The Cardiothoracic Vascular Surgery (CTVS) Programme at the Asian Institute of Medical Sciences has achieved an eminent place as a dedicated centre for comprehensive surgical management of diseases of the heart, lungs and blood vessels.

Being a centre of excellence, it attracts the best surgical minds who work as a unified team to provide cardiothoracic surgical care of the highest professional standards to a large number of patients suffering from heart and/or lung ailments.

Availability of expert talent, latest technology and compassionate care make the cardiothoracic department achieve results which are comparable to the best in the world.

This handout is intended to provide you with general information about the Heart Valve Operation you are about to undergo. It is not a substitute for advice from your Heart Surgeon and therefore you must talk to her/ him before your operation so that you have enough information about the surgery to enable you to compare the benefits and risks.
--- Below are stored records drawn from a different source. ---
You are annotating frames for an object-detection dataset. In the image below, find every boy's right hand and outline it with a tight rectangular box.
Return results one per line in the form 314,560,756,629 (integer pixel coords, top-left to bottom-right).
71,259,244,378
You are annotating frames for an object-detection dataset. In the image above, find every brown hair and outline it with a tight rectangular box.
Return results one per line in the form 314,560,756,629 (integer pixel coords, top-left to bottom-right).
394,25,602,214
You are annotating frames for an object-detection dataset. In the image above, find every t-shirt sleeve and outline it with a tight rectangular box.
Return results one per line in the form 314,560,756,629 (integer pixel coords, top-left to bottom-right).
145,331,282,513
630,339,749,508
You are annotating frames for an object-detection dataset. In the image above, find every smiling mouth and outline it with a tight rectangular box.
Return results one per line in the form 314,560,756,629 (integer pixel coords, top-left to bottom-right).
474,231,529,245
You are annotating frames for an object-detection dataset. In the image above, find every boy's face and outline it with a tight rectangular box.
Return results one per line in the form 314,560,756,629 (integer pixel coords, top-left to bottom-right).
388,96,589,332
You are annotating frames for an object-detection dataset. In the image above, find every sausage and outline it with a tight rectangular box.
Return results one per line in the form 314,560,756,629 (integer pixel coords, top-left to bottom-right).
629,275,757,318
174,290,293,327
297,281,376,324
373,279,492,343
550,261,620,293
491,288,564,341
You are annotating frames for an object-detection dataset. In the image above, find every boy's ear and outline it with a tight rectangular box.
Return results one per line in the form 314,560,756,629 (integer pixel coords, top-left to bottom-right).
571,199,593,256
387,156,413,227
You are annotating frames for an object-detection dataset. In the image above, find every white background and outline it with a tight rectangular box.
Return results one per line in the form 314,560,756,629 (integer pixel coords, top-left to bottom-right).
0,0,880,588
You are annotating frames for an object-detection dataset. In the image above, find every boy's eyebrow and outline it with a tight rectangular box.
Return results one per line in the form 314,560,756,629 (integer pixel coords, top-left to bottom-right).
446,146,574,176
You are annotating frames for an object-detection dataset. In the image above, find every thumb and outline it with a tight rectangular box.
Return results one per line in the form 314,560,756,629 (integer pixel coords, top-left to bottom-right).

Be sure to read all the information in this handout. If you do not understand anything please make a note of it and discuss it with your surgeon. You are encouraged to fully discuss with your surgeon:

  • The surgery to be done and why
  • The alternatives to surgery
  • The outcome you can expect

The decision to have your valve replaced or repaired should only be made after discussion with your cardiologist and heart surgeon. The decision is yours and should not be made in a hurry. Make the decision only when you are satisfied with the information you have received and believe you have been well informed.

Introduction

The heart is a pump with four valves [2 Inlet (mitral and tricuspid) and 2 Outlet (aortic and pulmonary) valves] that allow blood to flow in one direction only. Each valve must function normally to ensure that enough blood flows to the lungs, the body and the heart itself.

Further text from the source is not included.